C'est un pape qui accorde beaucoup d'importance au peuple, à tel point qu'on l'a dit populiste, et même péroniste, quand il était en Argentine. En fait, il regarde le monde comme un Latino-Américain. Ainsi, il n'a aucune sympathie pour les États-Unis, perçus comme une puissance coloniale.
Sur les guerres en Ukraine et en Arménie, a-t-il failli ?
Il est la cible de critiques fondées. Il affirme que l'Ukraine est martyrisée, mais il ne nomme jamais l'agresseur russe, à tel point que, pour certains, il passe pour pro-Poutine. Attaque à laquelle il répond qu'il ne cherche pas à désigner le bien ou le mal, mais à avoir une vision balancée pour essayer de désamorcer les conflits. Las! on voit bien qu'il y a un souci, puisque la diplomatie du Saint-Siège cherche souvent à nuancer ses positions. Le secrétaire d'État Pietro Parolin numéro deux du Vatican-et le ministre des Affaires étrangères, Paul Richard Gallagher, ont dit plusieurs fois que les Ukrainiens avaient droit à une défense légitime. Sur l'Arménie, François a fait beaucoup, en prononçant le mot - interdit par les Turcs de génocide. Mais, dans la guerre avec l'Azerbaïdjan, il a choisi le silence. Cela pose un problème plus global: peut-on gouverner en faisant cavalier seul ? Ses prédécesseurs s'appuyaient bien plus sur la secrétairerie d'État ou la diplomatie du Saint-Siège, ce qui donnait une communication plus modulée. Aujourd'hui, on n'entend que la voix du pape. Avant, il y avait peut-être un peu plus de cacophonie, mais cela laissait place à davantage de marges de manœuvre. Le ton et la communication du pape François-très simple, trop peut-être-provoquent confusion, désarroí, incertitudes chez ses fidèles. Ce que dit le pape intéresse l'opinion publique internationale, mais les catholiques sont plus circonspects.
François multiplie les voyages lointains, comme récemment en Océanie. À quelle vision du monde correspondent ces déplacements ?
A la vision plutôt classique d'un pape. La papauté a toujours été soucieuse d'une justice réelle dans les rapports entre les puissances. L'apport le plus important du pape François est sur l'écologie, son encyclique Laudato si' restera. Mais Benoît XVI et Jean-Paul II étaient déjà concernés par le sujet, tout comme le patriarche orthodoxe de Constantinople Bartholomée, surnommé le « patriarche vert ».
Le bilan de ce pontificat est, à ce jour, en « clair-obscur », écrivez-vous... Dans le fonctionnement, on voit bien que François essaie d'innover, en voulant par exemple faire naître des consultations dans l'Église. C'est un point positif. Mais, pour le moment, cela n'aboutit à rien.

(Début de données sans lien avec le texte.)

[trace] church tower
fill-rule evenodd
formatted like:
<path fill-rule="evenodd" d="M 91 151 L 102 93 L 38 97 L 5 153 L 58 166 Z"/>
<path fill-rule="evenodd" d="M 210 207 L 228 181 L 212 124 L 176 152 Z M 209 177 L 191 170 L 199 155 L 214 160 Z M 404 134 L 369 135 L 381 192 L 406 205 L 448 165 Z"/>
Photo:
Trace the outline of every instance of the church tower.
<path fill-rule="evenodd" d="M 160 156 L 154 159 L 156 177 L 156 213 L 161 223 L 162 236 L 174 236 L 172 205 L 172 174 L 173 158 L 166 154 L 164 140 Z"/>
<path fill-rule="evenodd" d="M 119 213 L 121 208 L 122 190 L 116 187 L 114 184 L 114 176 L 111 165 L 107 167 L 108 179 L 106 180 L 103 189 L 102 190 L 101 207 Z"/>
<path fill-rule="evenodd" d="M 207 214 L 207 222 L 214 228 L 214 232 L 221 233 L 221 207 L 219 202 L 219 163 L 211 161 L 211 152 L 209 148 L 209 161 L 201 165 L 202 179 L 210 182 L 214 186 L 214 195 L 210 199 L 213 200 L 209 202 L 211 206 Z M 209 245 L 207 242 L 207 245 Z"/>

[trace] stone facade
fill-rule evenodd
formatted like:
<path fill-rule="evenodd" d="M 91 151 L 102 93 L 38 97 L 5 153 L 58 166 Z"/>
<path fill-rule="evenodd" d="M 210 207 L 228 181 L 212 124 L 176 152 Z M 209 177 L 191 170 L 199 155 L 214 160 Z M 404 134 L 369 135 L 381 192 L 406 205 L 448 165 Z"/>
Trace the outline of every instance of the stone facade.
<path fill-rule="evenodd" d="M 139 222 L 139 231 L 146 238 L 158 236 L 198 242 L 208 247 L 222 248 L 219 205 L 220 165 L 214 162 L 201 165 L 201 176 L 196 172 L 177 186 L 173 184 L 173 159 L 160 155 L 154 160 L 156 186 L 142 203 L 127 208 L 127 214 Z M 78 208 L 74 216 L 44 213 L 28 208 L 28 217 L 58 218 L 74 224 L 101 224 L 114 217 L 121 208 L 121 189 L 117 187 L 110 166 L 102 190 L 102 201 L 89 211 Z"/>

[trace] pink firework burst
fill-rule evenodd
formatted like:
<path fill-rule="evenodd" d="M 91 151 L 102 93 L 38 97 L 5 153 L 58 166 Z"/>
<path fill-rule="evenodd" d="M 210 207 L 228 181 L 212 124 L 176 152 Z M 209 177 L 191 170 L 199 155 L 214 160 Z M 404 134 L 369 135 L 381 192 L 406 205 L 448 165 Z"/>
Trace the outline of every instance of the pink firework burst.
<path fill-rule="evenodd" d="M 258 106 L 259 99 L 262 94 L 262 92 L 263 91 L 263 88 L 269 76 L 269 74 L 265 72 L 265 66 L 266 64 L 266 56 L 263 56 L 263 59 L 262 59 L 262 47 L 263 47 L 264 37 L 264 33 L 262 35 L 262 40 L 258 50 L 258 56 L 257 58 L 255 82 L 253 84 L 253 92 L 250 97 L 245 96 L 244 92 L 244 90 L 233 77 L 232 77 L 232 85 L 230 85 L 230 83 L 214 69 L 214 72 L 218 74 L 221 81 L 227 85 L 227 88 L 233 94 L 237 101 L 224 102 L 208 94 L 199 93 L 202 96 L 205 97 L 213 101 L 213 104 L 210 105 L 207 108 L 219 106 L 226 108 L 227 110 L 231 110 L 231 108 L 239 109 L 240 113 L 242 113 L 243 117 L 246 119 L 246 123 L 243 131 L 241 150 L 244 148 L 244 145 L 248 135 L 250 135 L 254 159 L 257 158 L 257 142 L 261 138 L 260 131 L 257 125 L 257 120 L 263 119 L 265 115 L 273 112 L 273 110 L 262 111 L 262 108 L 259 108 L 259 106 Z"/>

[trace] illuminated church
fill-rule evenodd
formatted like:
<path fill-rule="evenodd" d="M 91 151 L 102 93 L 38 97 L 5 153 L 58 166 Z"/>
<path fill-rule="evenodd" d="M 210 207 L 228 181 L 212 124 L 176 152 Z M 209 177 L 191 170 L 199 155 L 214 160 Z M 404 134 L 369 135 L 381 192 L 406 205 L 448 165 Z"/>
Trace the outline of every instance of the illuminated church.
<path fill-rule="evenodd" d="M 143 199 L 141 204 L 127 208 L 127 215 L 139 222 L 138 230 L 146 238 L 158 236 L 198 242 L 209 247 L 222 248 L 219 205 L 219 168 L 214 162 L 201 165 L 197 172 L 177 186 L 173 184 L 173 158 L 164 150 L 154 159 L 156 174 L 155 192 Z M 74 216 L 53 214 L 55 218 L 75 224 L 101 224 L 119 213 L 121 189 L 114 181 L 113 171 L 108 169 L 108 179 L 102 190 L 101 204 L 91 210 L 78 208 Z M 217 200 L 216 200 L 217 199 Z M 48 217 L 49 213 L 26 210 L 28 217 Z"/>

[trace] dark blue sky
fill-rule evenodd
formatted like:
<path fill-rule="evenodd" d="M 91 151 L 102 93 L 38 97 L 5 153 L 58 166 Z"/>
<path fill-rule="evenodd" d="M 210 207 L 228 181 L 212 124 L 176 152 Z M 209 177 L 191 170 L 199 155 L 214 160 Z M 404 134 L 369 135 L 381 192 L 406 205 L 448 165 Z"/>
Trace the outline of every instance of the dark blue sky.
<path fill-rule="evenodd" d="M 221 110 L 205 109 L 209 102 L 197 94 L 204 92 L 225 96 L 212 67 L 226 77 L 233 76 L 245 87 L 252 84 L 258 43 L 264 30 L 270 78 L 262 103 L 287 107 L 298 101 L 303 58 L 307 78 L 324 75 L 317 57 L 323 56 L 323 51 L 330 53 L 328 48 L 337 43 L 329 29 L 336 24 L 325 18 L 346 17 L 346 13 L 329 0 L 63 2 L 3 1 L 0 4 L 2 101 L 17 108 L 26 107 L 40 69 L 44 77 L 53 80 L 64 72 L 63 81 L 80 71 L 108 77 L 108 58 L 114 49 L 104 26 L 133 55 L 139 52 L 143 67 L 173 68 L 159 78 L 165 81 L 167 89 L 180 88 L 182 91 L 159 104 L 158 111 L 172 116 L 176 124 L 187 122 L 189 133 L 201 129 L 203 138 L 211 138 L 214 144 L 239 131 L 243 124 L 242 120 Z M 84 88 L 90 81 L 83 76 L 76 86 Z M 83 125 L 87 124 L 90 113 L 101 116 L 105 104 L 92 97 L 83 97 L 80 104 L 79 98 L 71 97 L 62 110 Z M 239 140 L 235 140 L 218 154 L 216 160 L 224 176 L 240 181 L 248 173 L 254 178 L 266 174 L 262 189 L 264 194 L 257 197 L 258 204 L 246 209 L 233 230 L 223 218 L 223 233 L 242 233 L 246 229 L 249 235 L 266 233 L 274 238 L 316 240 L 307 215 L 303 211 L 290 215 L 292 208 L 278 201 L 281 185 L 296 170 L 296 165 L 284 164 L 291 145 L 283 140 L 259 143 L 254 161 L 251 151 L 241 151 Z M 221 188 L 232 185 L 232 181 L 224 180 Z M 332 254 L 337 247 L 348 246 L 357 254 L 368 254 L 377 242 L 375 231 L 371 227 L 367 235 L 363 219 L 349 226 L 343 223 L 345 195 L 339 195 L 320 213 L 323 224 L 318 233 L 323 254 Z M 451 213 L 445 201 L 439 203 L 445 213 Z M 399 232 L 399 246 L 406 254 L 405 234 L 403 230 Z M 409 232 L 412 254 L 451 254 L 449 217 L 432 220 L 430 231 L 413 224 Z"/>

On ne peut dresser du pontificat qu'un bilan provisoire, mais les tendances sont assez claires. Les intentions du pape sur de nombreux sujets sont bonnes, mais restent... des intentions. Ce qu'il préconise devra se diffuser dans l'Église, dans les communautés, et être appliqué par ses successeurs. Pour le moment, la crise de l'Église continue avec des contradictions profondes. On affiche une fermeté dans les scandales sur les abus sexuels, mais l'ancien jésuite Marko Ivan Rupnik, qui est accusé d'avoir abusé de nombreuses femmes, n'est toujours pas évincé. Il avait été excommunié, mais, un mois après, cette sanction a été levée. Et on continue d'utiliser les mosaïques qu'il peint dans les médias du Vatican. Le pape a rouvert son procès; pour l'instant, cela ne débouche sur rien. Sur le dossier des finances, c'est pareil. Je me souviens de la première conférence de presse du pape François, qui était magnifique parce qu'on le sentait encore libre, où il dit qu'on lui avait proposé de fermer l'IOR, la banque du Vatican, qui a longtemps été accusée de blanchiment d'argent sale. L'IOR existe toujours, et son fonctionnement reste opaque. Le pape fait appel à des instances extérieures. C'est louable sur le plan de la méthode, mais pour quel résultat? Aucun.
En définitive, le pape François aura-t-il fait avancer l'Église catholique?
Oui, mais il faut souligner que l'Église avance d'elle même. Force est de constater que les paroles prononcées à Rome parviennent de moins en moins aux oreilles des catholiques.